Yang pertama, sistem cepat. Ini insting. Nggak mikir panjang. Langsung reaksi.

Yang kedua, sistem lambat. Ini logika. Analisis. Penuh pertimbangan.

Di situasi berbahaya, sistem cepat selalu menang duluan.

Masalahnya, sistem cepat ini nggak menjelaskan apa-apa. Dia cuma “ngasih rasa”.

Begitu rasa itu sampai ke kesadaran, otak logika baru mencoba menjelaskan.

Dan kadang, penjelasannya malah jadi aneh.

Makanya muncul pikiran yang terasa seperti dorongan, padahal sebenarnya itu hasil terjemahan yang meleset.

Pilihan Redaksi:


Ini Bukan Self-Harm, dan Itu Penting Banget

Banyak orang langsung panik waktu ngalamin ini.

Takut dianggap punya pikiran gelap. Takut ada yang “salah” dengan diri sendiri.

Padahal, The Call of the Void beda jauh dengan keinginan menyakiti diri.

Perbedaannya cukup jelas kalau diperhatikan:

Kalau ini cuma fenomena biasa:

  • muncul cepat, hilang cepat
  • nggak ada niat buat benar-benar dilakukan
  • malah bikin kamu mundur atau takut

Kalau yang lebih serius:

  • muncul berulang dan menetap
  • ada dorongan nyata
  • biasanya dibarengi perasaan putus asa

Jadi kalau yang kamu rasain cuma pikiran sekilas yang aneh itu, kemungkinan besar itu normal.


Kenapa Justru Orang yang “Peka” Lebih Sering Ngerasain?

Ini menarik.

Orang yang sering mengalami fenomena ini biasanya bukan orang yang “lemah”.

Justru seringnya mereka:

  • lebih aware sama lingkungan
  • lebih peka sama perubahan di tubuh
  • punya sistem waspada yang aktif

Ibaratnya kayak alarm rumah yang terlalu sensitif.

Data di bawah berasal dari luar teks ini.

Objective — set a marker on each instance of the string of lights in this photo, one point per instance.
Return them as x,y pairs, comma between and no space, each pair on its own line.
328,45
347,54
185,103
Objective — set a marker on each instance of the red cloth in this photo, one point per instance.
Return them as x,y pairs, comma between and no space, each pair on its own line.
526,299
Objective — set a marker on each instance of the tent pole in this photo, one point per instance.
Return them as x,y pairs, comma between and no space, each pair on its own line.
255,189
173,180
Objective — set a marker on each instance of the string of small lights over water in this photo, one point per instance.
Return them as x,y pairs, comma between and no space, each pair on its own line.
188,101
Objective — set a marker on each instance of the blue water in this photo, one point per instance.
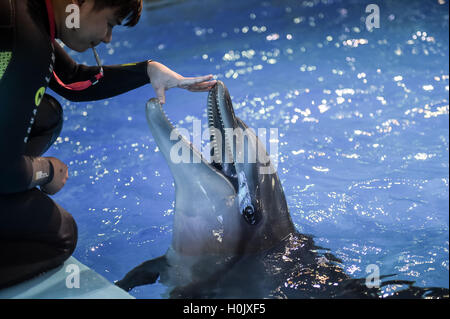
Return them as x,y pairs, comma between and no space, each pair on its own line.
362,119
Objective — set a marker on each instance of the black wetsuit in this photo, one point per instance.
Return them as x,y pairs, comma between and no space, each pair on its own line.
36,234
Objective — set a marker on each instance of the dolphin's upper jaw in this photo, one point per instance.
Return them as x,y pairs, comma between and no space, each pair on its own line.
221,116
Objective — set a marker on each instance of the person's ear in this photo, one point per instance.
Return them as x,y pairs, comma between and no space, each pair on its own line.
78,2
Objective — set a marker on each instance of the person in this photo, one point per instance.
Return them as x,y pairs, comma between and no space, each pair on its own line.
36,233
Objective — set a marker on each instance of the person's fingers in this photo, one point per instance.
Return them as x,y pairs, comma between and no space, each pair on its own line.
160,93
200,90
186,82
203,85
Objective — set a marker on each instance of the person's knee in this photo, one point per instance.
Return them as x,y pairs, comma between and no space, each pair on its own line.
54,114
68,234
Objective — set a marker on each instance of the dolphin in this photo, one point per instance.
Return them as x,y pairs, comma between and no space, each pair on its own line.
233,236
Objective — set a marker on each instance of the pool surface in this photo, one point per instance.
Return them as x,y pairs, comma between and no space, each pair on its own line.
362,121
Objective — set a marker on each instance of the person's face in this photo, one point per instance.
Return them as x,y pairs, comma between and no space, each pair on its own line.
95,27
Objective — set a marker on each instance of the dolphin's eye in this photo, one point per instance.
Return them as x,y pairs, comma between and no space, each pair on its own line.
249,215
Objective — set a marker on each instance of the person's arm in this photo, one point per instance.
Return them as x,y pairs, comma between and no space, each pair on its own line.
117,79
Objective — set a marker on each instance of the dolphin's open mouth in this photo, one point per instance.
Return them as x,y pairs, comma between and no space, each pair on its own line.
221,143
222,122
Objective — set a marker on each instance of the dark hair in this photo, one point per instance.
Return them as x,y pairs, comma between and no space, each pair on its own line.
127,10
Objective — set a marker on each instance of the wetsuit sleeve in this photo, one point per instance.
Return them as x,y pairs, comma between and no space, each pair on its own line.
117,79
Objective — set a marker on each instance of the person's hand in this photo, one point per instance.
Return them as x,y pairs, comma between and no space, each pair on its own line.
162,78
60,176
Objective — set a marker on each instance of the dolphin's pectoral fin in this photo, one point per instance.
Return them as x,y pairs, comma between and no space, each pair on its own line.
145,274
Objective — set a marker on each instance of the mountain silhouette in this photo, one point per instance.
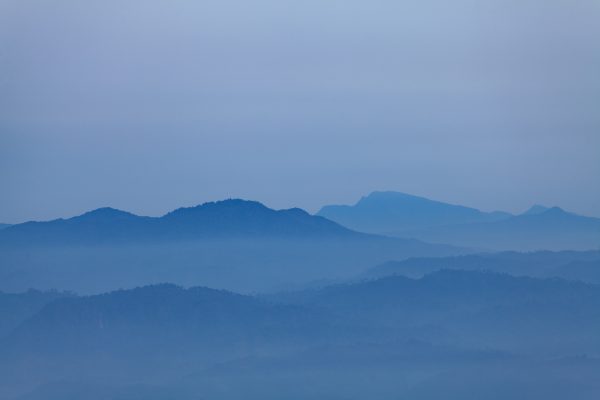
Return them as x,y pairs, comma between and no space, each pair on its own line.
553,229
227,218
571,265
387,212
536,209
232,244
406,216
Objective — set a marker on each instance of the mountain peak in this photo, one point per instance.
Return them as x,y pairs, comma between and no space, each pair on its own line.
104,213
536,209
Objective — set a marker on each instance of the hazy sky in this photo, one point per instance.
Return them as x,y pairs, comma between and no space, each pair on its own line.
149,105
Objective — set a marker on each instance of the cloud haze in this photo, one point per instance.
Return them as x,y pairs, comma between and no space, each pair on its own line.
149,105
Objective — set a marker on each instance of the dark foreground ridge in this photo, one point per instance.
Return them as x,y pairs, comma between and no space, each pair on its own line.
488,329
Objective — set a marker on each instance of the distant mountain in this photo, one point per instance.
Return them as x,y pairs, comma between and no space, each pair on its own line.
389,338
475,307
233,244
395,212
228,218
553,229
571,265
17,307
406,216
536,209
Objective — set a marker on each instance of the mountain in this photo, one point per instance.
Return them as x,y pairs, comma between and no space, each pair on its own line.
144,333
389,338
536,209
553,229
468,308
233,244
17,307
572,265
223,219
406,216
395,212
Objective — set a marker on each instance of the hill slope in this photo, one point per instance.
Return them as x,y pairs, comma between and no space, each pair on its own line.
386,212
233,244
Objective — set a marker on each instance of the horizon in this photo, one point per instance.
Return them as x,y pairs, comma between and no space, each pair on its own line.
312,212
150,106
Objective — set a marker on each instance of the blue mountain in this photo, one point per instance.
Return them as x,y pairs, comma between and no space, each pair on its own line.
406,216
394,212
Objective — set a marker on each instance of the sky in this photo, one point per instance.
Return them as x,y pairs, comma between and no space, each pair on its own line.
149,105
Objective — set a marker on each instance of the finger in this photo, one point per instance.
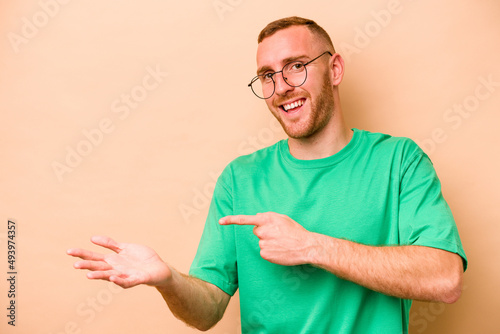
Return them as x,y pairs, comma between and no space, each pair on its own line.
241,220
104,275
123,282
92,265
106,242
85,254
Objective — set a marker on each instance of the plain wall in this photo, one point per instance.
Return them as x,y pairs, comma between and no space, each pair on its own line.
421,69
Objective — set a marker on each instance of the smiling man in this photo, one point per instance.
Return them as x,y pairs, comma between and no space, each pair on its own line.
330,231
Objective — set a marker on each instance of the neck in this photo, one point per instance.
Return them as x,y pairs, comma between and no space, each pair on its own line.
328,141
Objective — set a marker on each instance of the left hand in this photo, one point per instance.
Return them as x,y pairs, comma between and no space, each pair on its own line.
281,239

Sedikit gerakan langsung bunyi.

Nggak nyaman? Kadang iya.

Tapi tujuannya jelas: melindungi.

Jadi kalau kamu pernah ngerasain ini, bisa jadi otakmu termasuk tipe yang super responsif.

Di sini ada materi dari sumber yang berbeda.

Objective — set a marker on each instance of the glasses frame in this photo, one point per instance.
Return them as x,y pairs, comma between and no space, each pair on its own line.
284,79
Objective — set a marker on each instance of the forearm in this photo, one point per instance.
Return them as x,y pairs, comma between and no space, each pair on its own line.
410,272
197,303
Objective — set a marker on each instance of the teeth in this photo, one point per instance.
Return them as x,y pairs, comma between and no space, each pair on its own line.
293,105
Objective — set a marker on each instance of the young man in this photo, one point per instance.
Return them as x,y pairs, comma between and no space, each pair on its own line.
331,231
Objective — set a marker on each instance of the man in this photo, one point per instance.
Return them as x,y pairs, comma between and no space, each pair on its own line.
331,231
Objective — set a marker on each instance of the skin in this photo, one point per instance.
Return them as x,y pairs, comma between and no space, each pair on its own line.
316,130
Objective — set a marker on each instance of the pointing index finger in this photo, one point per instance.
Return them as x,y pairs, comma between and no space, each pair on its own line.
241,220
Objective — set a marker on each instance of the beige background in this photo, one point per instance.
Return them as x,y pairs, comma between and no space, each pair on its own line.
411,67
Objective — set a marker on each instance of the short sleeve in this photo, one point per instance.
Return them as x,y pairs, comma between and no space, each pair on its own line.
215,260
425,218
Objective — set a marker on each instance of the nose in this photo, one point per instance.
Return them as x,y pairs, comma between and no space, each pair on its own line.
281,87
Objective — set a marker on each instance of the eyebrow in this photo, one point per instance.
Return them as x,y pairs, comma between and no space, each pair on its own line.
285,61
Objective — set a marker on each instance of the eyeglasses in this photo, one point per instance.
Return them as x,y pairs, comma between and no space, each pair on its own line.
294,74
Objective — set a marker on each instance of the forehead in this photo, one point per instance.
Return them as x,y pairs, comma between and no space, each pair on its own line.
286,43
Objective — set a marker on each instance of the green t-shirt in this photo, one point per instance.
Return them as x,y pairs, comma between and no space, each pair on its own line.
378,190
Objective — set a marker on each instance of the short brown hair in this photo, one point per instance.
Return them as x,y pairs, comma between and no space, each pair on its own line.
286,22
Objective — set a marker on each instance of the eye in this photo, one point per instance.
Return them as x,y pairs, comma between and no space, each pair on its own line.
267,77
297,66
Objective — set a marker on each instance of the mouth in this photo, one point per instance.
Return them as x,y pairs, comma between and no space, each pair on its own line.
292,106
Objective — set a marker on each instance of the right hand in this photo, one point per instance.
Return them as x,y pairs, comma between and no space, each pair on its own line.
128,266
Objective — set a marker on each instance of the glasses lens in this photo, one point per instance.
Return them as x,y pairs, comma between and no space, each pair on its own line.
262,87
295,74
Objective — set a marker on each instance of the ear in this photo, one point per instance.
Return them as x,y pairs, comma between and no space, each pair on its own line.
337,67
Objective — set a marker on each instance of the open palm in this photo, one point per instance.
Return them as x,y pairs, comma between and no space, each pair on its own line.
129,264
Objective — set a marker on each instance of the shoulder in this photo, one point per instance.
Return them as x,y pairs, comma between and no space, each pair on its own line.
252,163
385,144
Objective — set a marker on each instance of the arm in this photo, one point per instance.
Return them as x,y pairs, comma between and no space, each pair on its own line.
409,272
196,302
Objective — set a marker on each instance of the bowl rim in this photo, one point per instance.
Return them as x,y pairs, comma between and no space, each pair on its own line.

Lebih Umum dari yang Kamu Kira

Hal yang bikin fenomena ini terasa aneh sebenarnya cuma satu: jarang dibahas.

Orang ngalamin, tapi nggak cerita.

Begitu tahu ternyata ada namanya, banyak yang langsung lega.

“Oh, ternyata ini normal ya.”

Dan memang, ini bagian dari cara otak manusia berevolusi.

Dari dulu, manusia yang terlalu santai di situasi berbahaya cenderung nggak bertahan.

Sebaliknya, yang over-waspada justru lebih selamat.

Jadi kalau otakmu kadang “lebay” sedikit, itu ada alasannya.


Penutup: Bukan Dorongan untuk Jatuh, Tapi Cara Bertahan

Lain kali kamu berdiri di tempat tinggi, dan pikiran itu muncul lagi, coba lihat dari sudut yang berbeda.

Bukan sebagai sesuatu yang menakutkan.

Tapi sebagai bukti bahwa otakmu lagi kerja.

Dia cuma ingin kamu aman.

Mungkin caranya agak aneh.
Mungkin pesannya terasa kebalik.

Tapi intinya tetap sama: menjaga kamu tetap hidup.

Kalau dipikir-pikir, itu justru hal yang cukup keren.


Kalau kamu pernah ngalamin momen kayak gini, kamu nggak sendirian.

Serius.

Coba share pengalamanmu. Biasanya kejadian di mana? Balkon? Tebing? Atau malah pas lagi nyetir?

Kadang dari cerita-cerita kayak gitu, kita jadi sadar kalau pikiran manusia memang sering absurd… tapi juga luar biasa.